The legislation has taken an unwieldy path through Congress, and appeared dead at several different points because of broad GOP opposition.

Along the way, various Republicans opposed the bill’s price tag, the way it was paid for and the fact that it provided first responders with prolonged access to a compensation fund that Republicans would like to see closed.

As a result of their objections, the benefits to responders have shrunk: from over $7 billion, as originally passed by the House, to $6.2 billion as proposed by Senate principals, to the $4.2 billion passed by the Senate today after Sen. Tom Coburn (R-OK) threatened to derail the bill again.

Despite these reductions, New York Sens. Chuck Schumer and Kirsten Gillibrand hailed the final version as “The Christmas Miracle we’ve been looking for.”

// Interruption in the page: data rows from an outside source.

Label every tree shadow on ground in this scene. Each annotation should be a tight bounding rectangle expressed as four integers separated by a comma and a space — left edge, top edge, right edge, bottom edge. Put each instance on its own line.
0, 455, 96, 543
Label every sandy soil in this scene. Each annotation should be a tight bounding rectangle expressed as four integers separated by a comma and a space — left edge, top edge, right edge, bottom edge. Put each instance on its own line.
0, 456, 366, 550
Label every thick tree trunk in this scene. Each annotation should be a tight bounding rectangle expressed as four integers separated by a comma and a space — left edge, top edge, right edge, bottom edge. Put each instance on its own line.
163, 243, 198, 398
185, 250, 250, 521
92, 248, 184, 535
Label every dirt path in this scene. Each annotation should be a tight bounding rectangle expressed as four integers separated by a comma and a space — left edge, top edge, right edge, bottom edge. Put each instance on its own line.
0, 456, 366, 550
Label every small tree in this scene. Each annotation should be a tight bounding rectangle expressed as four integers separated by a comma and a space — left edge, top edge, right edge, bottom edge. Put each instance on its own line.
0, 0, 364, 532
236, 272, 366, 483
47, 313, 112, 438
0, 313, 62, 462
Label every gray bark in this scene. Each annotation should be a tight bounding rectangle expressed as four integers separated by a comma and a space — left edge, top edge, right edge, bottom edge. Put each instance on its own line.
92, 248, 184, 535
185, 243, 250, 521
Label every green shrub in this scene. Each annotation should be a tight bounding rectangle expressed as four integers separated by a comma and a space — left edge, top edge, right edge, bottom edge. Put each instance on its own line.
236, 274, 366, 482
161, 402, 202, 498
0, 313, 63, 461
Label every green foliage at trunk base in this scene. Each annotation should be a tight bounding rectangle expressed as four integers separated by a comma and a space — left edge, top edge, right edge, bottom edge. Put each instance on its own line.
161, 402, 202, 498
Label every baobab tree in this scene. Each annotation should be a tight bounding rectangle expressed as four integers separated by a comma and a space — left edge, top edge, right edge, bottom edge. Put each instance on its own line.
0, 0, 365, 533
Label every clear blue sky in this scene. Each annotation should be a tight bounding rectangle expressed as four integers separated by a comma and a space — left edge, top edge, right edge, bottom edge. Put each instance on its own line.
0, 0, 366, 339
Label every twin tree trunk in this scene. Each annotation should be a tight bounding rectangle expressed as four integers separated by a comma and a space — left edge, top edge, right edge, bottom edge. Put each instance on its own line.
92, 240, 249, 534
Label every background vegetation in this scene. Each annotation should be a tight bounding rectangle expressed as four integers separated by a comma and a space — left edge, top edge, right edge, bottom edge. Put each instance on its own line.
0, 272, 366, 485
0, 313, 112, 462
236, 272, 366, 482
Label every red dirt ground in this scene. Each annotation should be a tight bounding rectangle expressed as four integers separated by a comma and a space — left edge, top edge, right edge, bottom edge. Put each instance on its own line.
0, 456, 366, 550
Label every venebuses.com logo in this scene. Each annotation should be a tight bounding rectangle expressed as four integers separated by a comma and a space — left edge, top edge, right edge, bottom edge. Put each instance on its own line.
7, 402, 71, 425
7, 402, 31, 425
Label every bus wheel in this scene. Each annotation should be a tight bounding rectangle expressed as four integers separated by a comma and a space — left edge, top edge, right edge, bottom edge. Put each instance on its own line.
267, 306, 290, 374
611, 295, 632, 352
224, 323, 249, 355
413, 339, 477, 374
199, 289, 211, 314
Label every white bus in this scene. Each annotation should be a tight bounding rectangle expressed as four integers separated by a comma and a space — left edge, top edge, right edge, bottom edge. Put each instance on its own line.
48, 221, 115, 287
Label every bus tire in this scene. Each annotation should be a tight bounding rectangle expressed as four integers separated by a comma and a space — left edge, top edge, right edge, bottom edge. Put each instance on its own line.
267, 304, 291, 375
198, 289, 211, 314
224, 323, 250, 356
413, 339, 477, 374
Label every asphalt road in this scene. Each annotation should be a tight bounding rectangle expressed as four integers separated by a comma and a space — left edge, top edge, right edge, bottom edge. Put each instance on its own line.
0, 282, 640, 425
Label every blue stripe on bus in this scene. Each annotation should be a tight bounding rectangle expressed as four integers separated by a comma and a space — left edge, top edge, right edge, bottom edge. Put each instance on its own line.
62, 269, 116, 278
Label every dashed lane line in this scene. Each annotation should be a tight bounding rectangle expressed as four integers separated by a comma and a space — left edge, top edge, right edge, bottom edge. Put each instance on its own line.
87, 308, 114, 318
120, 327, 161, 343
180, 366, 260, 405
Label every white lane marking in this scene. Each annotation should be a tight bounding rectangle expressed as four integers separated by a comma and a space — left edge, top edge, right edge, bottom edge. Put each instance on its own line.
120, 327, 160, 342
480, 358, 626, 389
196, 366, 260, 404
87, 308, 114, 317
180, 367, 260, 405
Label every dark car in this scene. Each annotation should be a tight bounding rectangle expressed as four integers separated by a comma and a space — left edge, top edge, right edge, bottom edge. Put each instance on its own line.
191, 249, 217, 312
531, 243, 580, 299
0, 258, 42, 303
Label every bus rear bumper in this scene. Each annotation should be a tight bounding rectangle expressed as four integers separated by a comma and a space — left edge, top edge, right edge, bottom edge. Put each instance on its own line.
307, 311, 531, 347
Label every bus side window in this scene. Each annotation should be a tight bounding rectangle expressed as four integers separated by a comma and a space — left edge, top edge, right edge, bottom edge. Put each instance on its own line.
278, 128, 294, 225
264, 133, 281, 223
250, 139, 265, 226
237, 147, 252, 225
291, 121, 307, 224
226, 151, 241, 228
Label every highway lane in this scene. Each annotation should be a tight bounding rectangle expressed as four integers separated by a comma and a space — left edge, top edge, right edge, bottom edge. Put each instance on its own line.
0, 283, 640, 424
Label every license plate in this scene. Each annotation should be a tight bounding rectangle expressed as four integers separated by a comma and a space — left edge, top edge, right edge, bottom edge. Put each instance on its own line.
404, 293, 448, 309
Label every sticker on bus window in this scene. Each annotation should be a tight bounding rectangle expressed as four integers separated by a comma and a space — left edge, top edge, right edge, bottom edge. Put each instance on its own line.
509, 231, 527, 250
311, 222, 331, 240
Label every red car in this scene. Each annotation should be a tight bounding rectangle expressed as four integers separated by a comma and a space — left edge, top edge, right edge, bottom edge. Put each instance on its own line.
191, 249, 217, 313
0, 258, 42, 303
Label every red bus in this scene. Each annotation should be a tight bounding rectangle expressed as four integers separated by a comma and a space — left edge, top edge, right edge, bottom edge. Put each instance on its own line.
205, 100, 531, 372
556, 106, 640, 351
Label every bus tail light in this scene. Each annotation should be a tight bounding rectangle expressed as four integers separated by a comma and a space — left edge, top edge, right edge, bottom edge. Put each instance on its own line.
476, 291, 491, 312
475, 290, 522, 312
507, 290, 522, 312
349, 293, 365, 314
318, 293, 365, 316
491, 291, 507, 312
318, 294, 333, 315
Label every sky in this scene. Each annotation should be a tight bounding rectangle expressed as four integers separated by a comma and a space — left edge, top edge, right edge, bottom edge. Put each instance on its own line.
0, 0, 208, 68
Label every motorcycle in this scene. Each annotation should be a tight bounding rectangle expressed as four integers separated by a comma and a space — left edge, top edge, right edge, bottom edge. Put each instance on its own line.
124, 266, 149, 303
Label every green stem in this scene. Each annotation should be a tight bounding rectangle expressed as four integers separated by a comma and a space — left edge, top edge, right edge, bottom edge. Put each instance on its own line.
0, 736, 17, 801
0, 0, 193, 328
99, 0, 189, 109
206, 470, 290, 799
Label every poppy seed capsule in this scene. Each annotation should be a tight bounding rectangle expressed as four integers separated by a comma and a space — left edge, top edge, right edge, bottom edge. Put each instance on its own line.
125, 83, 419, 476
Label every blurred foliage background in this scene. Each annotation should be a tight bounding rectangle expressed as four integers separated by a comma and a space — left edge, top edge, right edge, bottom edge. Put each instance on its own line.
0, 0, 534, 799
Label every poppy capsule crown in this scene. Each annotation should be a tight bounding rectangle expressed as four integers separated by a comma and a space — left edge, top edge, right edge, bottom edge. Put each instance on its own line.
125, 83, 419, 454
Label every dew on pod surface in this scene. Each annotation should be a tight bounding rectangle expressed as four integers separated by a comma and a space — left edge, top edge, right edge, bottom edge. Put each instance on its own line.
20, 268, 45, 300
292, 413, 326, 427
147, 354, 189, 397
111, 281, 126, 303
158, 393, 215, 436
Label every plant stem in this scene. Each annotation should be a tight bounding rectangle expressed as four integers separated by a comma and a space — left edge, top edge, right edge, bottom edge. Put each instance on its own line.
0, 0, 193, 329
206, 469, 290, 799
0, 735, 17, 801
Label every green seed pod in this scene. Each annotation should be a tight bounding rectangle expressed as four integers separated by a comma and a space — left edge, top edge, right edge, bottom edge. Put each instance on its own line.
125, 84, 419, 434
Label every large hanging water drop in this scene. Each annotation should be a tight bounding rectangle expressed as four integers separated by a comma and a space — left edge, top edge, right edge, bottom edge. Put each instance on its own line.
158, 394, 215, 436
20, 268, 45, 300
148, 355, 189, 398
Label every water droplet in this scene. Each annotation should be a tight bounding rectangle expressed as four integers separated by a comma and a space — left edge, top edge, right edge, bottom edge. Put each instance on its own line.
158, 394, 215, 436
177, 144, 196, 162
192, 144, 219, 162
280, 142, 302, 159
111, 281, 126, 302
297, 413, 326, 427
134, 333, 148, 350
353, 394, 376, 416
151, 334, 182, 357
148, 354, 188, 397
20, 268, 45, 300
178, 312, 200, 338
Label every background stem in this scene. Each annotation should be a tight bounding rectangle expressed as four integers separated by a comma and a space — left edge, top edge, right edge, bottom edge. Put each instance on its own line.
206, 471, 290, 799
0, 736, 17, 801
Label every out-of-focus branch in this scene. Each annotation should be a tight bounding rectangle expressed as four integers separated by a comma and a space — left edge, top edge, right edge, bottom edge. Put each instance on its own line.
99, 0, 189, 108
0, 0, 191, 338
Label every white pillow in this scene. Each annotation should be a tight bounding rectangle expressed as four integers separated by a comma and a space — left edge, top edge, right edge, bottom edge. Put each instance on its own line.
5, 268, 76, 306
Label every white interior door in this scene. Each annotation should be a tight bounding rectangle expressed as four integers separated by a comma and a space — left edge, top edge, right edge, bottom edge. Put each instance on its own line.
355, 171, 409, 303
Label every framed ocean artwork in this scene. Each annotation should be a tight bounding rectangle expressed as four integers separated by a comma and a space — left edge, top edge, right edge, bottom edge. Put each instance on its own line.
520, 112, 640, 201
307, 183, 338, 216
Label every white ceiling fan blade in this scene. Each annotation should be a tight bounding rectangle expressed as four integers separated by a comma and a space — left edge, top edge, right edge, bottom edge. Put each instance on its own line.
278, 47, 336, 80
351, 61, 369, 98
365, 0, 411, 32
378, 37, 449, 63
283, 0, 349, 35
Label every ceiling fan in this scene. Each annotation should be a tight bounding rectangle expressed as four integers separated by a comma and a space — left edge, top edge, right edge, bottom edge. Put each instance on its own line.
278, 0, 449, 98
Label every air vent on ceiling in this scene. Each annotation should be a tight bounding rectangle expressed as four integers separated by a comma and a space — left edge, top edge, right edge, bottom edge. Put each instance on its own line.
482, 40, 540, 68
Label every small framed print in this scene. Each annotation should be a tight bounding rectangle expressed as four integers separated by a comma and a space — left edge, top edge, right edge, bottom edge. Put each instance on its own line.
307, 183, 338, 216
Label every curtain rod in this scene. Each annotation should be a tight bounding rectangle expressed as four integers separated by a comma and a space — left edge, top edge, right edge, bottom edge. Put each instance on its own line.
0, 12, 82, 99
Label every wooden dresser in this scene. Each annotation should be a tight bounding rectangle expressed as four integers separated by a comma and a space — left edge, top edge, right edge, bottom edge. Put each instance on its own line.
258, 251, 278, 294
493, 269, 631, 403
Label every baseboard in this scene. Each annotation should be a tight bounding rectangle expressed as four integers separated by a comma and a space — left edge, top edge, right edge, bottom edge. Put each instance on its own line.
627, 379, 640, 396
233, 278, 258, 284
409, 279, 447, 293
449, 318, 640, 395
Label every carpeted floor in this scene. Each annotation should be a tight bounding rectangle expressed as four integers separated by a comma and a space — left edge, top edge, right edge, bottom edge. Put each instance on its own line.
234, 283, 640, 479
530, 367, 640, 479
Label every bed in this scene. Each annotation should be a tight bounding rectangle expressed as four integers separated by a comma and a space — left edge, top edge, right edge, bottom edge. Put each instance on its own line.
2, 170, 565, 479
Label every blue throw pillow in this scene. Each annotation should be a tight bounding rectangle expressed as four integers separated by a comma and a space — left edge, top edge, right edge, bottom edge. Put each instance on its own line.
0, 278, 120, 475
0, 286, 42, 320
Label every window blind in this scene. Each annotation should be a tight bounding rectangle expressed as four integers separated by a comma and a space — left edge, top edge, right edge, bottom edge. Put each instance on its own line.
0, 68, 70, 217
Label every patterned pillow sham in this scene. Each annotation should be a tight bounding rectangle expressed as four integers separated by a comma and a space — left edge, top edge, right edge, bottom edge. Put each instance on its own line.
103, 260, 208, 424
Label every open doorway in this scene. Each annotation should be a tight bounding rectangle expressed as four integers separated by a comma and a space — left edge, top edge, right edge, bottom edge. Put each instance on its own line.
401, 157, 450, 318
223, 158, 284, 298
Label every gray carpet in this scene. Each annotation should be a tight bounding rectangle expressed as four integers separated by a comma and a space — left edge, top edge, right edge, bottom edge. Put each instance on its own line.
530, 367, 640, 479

GOP objections may have diminished the legislation, but they also provided Democrats with unusually potent political fodder — which they will likely draw on ahead of the 2012 elections. Earlier this year, Republican objections to the legislation fueled Rep. Anthony Weiner’s (D-NY) spitting mad rant on the House floor.

And more recently they elicited a series of explicitly partisan sketches and outbursts from Jon Stewart on “The Daily Show.”

The 9/11 first responders bill is the last piece of legislation the 111th Congress passed.